Comme je l'ai donc évoqué dans le fuseau de la revue de presse, a été tout récemment mis en vente un bel exemplaire, que j'ai particulièrement remarqué, de la première édition d'un roman portant une mention comme ayant été offert par Edith Tolkien à son mari en décembre 1959, Le Chat et les Pigeons (Cat Among the Pigeons), une enquête d'Hercule Poirot dont je recommande la lecture et qu'Oronzo Cilli pourra (peut-être) désormais faire figurer parmi les romans d'Agatha Christie que J. R. R. Tolkien a probablement lu (jusqu'à maintenant, Cilli n'avait pu référencer que le roman À l'hôtel Bertram [At Bertram's Hotel, 1965], mettant en scène Miss Marple).
Je recommande la lecture du roman, paru en 1959 et traduit en français dès 1960, mais aussi le visionnage de l'adaptation qui en a été proposé en 2008, dans le cadre la fameuse et excellente série télévisée Hercule Poirot (Agatha Christie's Poirot) avec David Suchet dans le rôle du détective (saison 11, épisode 2) : ladite adaptation prend des libertés avec le roman, mais plutôt pour le meilleur à mon sens, car elle fait notamment intelligemment apparaître Poirot dès le début de l'histoire plutôt que seulement dans la dernière partie de l'intrigue, qui se passe dans un pensionnat britannique pour jeunes filles « de bonne famille » nommé Meadowbank.
Pour l'anecdote, cette enquête de Poirot a la particularité de laisser entendre que le célèbre détective belge, qui pourtant partage avec Tolkien un mélange de pruderie victorienne et de piété catholique, serait un connaisseur en matière de genoux féminins :
[...]
‘I did ask,’ said Hercule Poirot, in a thoughtful voice, ‘as to whether anyone had noticed Shaista's knees.
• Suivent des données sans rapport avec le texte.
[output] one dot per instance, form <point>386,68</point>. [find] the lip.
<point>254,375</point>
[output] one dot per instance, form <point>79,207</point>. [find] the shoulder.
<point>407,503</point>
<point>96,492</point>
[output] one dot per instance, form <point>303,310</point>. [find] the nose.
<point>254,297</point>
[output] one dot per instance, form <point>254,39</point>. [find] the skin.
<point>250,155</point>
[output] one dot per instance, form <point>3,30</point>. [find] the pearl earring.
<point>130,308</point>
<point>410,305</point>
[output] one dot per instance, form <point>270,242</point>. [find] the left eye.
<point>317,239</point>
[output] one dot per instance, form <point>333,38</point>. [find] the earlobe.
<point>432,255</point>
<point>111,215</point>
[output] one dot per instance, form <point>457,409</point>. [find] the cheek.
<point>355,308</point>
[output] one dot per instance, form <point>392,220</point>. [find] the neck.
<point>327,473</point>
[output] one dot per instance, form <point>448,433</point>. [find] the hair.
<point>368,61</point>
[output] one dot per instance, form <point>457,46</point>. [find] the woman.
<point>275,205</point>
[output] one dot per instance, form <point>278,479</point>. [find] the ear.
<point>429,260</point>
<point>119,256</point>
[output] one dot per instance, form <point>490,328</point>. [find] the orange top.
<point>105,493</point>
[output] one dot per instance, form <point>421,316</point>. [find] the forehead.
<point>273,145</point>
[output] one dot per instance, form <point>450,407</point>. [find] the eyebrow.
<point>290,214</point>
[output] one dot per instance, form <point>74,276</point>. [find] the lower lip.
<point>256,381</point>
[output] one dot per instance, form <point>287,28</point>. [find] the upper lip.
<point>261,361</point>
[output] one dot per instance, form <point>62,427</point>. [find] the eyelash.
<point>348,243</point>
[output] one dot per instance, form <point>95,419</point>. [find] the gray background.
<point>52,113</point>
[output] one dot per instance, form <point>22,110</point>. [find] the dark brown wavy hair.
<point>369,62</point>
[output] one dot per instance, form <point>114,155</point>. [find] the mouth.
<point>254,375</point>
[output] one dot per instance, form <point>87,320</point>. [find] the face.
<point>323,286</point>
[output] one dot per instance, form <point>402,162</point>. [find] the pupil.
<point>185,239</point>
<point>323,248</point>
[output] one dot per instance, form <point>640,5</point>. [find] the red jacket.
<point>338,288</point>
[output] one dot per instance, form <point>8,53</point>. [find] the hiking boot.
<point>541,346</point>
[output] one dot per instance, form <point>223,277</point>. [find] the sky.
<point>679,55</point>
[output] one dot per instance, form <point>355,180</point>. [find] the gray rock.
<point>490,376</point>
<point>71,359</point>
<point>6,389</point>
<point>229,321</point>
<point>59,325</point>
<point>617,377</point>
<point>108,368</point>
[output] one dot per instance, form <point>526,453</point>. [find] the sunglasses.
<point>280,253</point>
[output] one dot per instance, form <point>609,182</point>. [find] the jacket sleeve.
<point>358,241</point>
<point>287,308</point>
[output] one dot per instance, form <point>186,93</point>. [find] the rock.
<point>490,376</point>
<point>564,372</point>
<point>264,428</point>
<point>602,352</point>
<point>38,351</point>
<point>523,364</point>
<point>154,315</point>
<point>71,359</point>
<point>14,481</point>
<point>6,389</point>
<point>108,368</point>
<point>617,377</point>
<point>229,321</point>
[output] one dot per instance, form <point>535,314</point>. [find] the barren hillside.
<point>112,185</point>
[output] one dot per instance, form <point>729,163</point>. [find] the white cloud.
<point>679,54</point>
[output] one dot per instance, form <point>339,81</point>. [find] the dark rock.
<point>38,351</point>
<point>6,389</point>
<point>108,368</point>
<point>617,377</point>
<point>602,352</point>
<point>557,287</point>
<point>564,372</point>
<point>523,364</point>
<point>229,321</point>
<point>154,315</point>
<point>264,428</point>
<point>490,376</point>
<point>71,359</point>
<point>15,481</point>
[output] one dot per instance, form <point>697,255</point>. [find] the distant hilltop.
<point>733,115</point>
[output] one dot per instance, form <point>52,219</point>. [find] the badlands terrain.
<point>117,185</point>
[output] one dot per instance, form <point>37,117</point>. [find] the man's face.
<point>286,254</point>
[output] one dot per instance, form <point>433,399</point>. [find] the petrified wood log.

Knees are a very good indication of age. The knees of a woman of twenty-three or twenty-four can never really be mistaken for the knees of a girl of fourteen or fifteen. Nobody, alas, had noticed her knees.
[...]’
[...]
» J'ai demandé, poursuivit Hercule Poirot d'une voix pensive, si quelqu'un avait remarqué les genoux de Shaista. Les genoux donnent une très bonne indication de l'âge réel. Ceux d'une femme de vingt-trois ou vingt-quatre ans ne peuvent être confondus avec ceux d'une adolescente de quinze. Malheureusement, personne n'a prêté attention à ses genoux.
[...]
Agatha Christie, Cat Among the Pigeons, 1959, rééd. Londres, HarperCollins Publishers, 2002, chap. 23, p. 312.
Agatha Christie, Le Chat et les Pigeons (Cat Among the Pigeons, 1959), traduction révisée de Jean-Marc Mendel (légèrement modifiée par votre serviteur), Paris, Librairie des Champs-Élysées, 1960, rééd. éditions du Masque, 2011, chap. 23, p. 291.
Il se trouve que dans l'adaptation du roman en téléfilm pour la série, Poirot se renseigne discrètement lui-même sur ce point, par un coup d'œil attentif sous un pupitre, en prétextant de ramasser un objet qu'il a fait tomber par terre, durant l'interrogatoire de la suspecte en question, en jupe longue mais pouvant laisser voir ses genoux en étant assise.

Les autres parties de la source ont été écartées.